Megawati meminta agar seluruh kepala daerah khususnya kader PDIP agar bersikap 'stand by' sampai ada instruksi lebih lanjut.
Keputusan Megawati yang mengeluarkan perintah tersebut dinilai akan berdampak kepada kader PDIP yang telah resmi menjabat sebagai kepala daerah. Di satu sisi keputusan Mega semakin memperjelas posisi PDIP dengan pemerintahan Prabowo Subianto.

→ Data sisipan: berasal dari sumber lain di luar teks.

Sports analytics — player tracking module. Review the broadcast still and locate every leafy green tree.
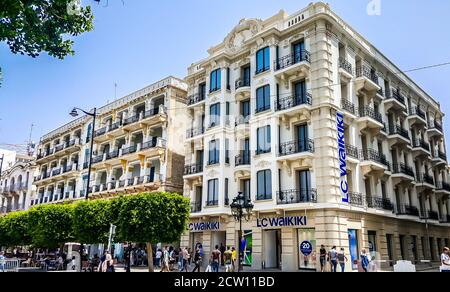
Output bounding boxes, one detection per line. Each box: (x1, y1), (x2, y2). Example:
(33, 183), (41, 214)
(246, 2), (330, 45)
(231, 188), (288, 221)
(73, 200), (113, 244)
(0, 211), (31, 247)
(28, 204), (74, 248)
(116, 193), (190, 272)
(0, 0), (94, 85)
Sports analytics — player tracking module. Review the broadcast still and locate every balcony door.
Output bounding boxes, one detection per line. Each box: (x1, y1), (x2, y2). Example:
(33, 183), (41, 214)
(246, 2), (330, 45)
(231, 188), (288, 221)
(292, 41), (305, 63)
(297, 170), (312, 202)
(294, 80), (307, 105)
(295, 124), (309, 152)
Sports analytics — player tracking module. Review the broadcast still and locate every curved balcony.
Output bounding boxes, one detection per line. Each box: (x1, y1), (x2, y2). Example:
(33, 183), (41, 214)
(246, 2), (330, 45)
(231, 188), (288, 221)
(339, 57), (354, 84)
(234, 78), (251, 101)
(383, 90), (408, 116)
(435, 181), (450, 195)
(408, 106), (427, 126)
(277, 189), (317, 205)
(395, 204), (419, 217)
(357, 106), (385, 134)
(388, 124), (411, 147)
(427, 120), (444, 138)
(186, 127), (205, 139)
(431, 150), (447, 167)
(392, 163), (416, 182)
(274, 50), (311, 81)
(278, 139), (315, 161)
(234, 152), (251, 167)
(348, 192), (366, 207)
(416, 173), (435, 192)
(355, 65), (381, 94)
(184, 163), (203, 177)
(412, 139), (431, 158)
(275, 92), (312, 117)
(359, 149), (391, 176)
(187, 93), (206, 107)
(366, 196), (394, 211)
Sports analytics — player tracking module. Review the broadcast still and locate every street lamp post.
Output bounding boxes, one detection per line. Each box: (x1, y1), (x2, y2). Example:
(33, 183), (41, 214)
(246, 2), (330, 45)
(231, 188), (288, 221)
(230, 192), (253, 272)
(70, 107), (97, 200)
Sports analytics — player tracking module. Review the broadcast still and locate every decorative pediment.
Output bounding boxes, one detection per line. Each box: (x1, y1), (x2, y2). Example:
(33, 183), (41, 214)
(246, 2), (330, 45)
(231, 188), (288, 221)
(224, 18), (262, 53)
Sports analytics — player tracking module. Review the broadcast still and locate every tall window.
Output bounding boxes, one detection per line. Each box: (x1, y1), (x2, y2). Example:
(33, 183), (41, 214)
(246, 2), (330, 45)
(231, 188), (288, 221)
(256, 47), (270, 74)
(208, 140), (220, 165)
(294, 80), (310, 105)
(227, 68), (231, 90)
(256, 126), (272, 154)
(298, 170), (315, 202)
(209, 103), (220, 128)
(209, 69), (222, 92)
(206, 178), (219, 206)
(256, 85), (270, 113)
(296, 125), (311, 152)
(257, 169), (272, 200)
(292, 42), (306, 63)
(198, 83), (206, 100)
(241, 100), (250, 121)
(225, 178), (230, 206)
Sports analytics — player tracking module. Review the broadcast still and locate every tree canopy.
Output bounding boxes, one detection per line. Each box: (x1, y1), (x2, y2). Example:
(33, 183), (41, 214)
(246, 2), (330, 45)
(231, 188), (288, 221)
(27, 204), (74, 248)
(73, 200), (113, 244)
(0, 0), (94, 86)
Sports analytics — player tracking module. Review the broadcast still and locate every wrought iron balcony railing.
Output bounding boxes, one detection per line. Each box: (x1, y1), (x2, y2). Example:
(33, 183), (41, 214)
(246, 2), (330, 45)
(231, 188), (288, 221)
(277, 189), (317, 205)
(339, 57), (354, 75)
(279, 139), (315, 156)
(275, 50), (311, 71)
(356, 65), (378, 85)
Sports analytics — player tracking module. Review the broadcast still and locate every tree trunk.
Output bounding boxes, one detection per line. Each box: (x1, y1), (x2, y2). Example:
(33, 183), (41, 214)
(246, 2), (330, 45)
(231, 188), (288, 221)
(147, 242), (155, 273)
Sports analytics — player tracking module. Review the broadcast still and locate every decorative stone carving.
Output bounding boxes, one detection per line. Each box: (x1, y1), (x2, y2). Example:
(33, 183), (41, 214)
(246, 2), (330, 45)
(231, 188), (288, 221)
(224, 19), (262, 53)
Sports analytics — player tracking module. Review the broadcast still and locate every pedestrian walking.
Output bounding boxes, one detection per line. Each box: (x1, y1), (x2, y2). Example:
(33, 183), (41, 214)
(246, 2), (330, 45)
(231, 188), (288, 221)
(337, 248), (348, 273)
(360, 249), (370, 273)
(231, 246), (237, 272)
(223, 246), (233, 273)
(219, 243), (226, 267)
(0, 251), (6, 272)
(192, 247), (202, 273)
(328, 246), (337, 273)
(181, 247), (190, 272)
(155, 249), (162, 268)
(319, 244), (327, 273)
(441, 247), (450, 273)
(210, 245), (222, 273)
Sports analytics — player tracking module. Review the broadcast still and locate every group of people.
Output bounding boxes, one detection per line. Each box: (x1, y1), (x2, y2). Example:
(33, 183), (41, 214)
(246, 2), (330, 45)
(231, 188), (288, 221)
(155, 243), (237, 272)
(320, 245), (376, 273)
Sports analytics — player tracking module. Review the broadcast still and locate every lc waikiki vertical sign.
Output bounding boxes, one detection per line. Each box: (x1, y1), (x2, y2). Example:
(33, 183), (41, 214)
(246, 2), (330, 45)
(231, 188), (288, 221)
(336, 112), (349, 203)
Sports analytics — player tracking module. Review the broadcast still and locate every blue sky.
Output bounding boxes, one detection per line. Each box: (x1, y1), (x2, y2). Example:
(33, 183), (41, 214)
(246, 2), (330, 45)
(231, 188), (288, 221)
(0, 0), (450, 151)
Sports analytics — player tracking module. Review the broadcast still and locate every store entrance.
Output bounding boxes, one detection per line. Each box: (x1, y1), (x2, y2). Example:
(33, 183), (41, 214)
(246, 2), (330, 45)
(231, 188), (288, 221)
(264, 230), (281, 269)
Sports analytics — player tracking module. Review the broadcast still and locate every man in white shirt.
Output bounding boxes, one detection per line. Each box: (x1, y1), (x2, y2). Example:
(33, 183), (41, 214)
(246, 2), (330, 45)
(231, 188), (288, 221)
(441, 247), (450, 273)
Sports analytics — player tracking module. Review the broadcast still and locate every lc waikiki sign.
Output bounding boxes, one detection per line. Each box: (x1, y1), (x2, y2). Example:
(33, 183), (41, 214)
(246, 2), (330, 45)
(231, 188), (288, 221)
(336, 112), (349, 203)
(256, 216), (308, 228)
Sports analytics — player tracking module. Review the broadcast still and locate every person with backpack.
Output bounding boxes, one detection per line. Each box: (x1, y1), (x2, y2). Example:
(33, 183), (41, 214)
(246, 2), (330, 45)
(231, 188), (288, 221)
(361, 249), (369, 273)
(192, 247), (202, 273)
(211, 245), (222, 273)
(337, 248), (348, 273)
(328, 246), (337, 273)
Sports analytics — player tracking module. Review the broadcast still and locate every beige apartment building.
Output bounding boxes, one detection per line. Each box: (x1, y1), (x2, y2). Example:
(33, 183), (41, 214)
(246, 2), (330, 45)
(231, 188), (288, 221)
(31, 77), (187, 205)
(181, 3), (450, 271)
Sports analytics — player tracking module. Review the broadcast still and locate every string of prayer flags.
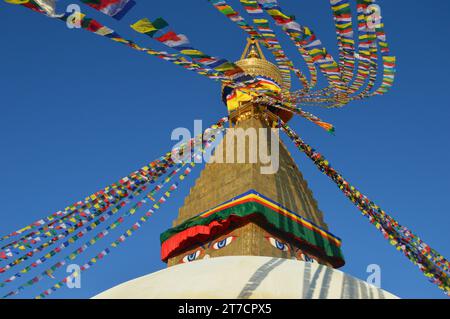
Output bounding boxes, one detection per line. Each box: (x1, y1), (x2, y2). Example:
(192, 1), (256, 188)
(31, 118), (228, 299)
(131, 18), (244, 81)
(278, 120), (450, 296)
(80, 0), (136, 20)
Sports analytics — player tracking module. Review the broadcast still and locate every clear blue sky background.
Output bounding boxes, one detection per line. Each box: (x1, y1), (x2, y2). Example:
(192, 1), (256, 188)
(0, 0), (450, 298)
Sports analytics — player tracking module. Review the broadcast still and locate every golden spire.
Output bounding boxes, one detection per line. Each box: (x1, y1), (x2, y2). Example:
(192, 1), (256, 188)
(241, 38), (266, 60)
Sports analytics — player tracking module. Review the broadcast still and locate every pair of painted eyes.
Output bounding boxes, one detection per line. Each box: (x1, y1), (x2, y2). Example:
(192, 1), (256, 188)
(182, 236), (236, 263)
(267, 237), (289, 251)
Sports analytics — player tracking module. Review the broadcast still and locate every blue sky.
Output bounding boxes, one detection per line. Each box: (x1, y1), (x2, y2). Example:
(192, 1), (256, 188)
(0, 0), (450, 298)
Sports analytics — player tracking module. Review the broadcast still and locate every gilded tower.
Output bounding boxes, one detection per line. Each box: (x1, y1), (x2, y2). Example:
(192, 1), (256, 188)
(95, 40), (396, 299)
(161, 40), (344, 267)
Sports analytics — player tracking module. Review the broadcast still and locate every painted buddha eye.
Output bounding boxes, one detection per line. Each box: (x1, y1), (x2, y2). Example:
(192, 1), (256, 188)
(182, 250), (201, 263)
(267, 237), (289, 251)
(212, 236), (236, 250)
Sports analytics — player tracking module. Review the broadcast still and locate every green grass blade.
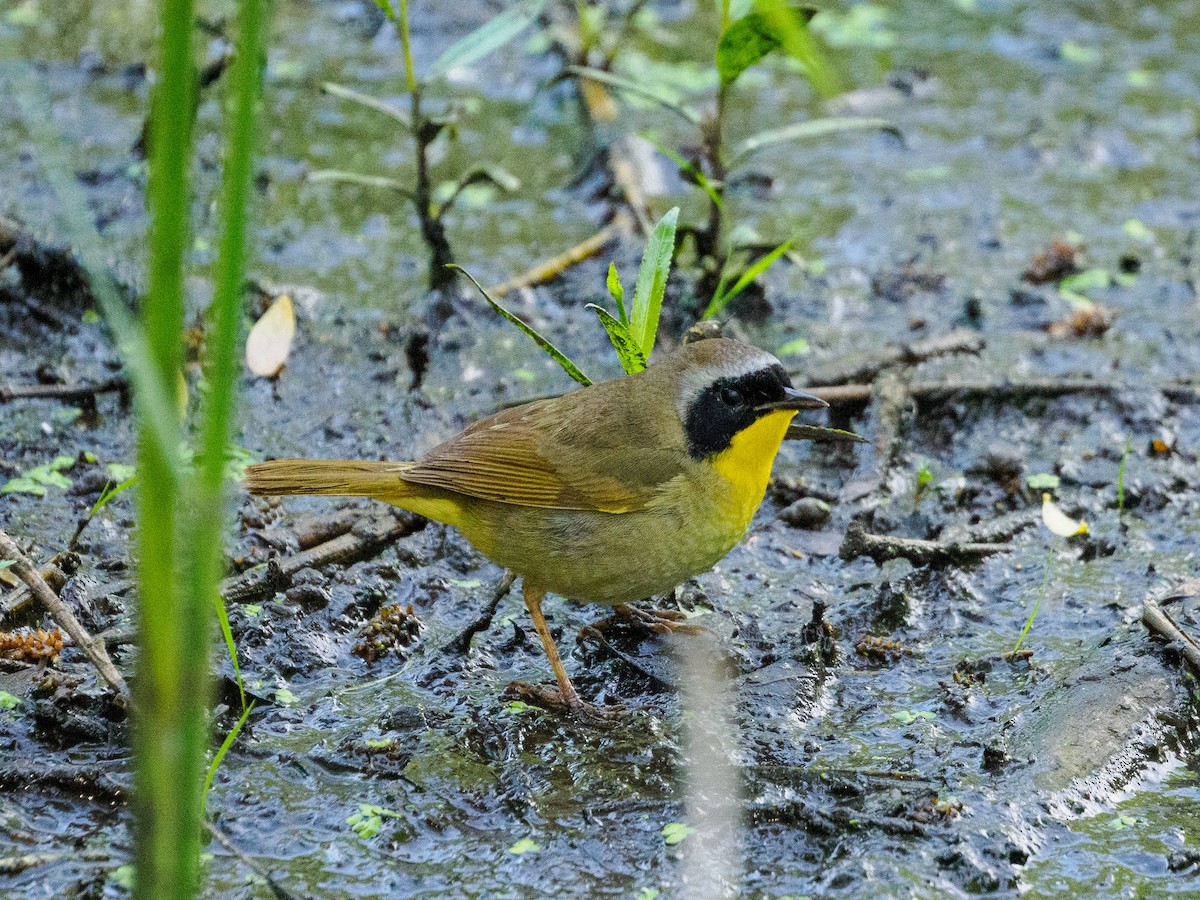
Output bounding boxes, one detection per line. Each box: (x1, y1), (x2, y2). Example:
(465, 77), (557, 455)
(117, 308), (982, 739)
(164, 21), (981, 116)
(629, 206), (679, 359)
(754, 0), (839, 97)
(320, 82), (413, 130)
(204, 701), (258, 804)
(1117, 440), (1130, 518)
(133, 0), (201, 900)
(733, 116), (900, 166)
(586, 304), (646, 374)
(638, 134), (725, 209)
(449, 264), (592, 386)
(716, 12), (779, 86)
(425, 0), (546, 80)
(566, 66), (703, 125)
(701, 241), (792, 319)
(605, 263), (629, 329)
(305, 169), (413, 199)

"Ini mempertegas posisi PDIP sebagai opsisi, inikan istilah saya PDIP 'menabuh gendang perang' dengan mengeluarkan instruksi terkait PDIP agar tidak mengikuti retreat itu," kata Pengamat Politik Indonesia Political Review (IPR) Iwan Setiawan saat dihubungi merdeka.com, Sabtu (22/2).
Instruksi dari Ketum partai banteng bermoncong putih itu merupakan respons usai Sekretaris Jenderal Hasto Kristiyanto ditahan oleh Komisi Pemberantasan Korupsi (KPK), karena tersandung kasus korupsi dan perintangan penydikan Harun Masiku.
Namun demikian, masih ada saja sejumlah kepala daerah dari kader PDIP yang tetap kukuh ikut agenda retreat tersebut.
"Mestinya Ibu Mega lebih bijak sebagai tokoh Bangsa. Mestinya dipisahkan urusan hukum yang dialami Hasto dengan reatret Kepala Daerah," lugas Iwan.
Iwan menilai, keputusan Megawati melarang kader ikut retreat bakal membawa konsekuensi ke depannya. Terlebih Prabowo saat ini membutuhkan kekompakan dalam menyukseskan program nasional.
"Menurut saya, instruksi resmi Megawati melalui surat itu pasti memiliki konsekuesi secara internal jika tidak dipatuhi oleh kader partai yang sudah menjadi kepala daerah," ucap Iwan.
Selain itu, image petugas partai pun bakal kembali melekat kepada para kepala daerah dari PDIP. Padahal seharusnya mereka lebih mengutamakan kepentingan masyarakat dan kepatuhan kepada pemerintahan.
"Jelas para kepala daerah ini akan tunduk pada Instruksi partai walaupun sudah resmi menjadi kepala daerah. Hal ini bisa dipahami bahwa mereka ini dibesarkan oleh PDIP melalui berbagai macam proses. Apalagi, soal ikut atau tidaknya retreat ini tidak memiliki sanksi yang keras terhadap para kepala daerah yang tidak ikut," pungkas Iwan.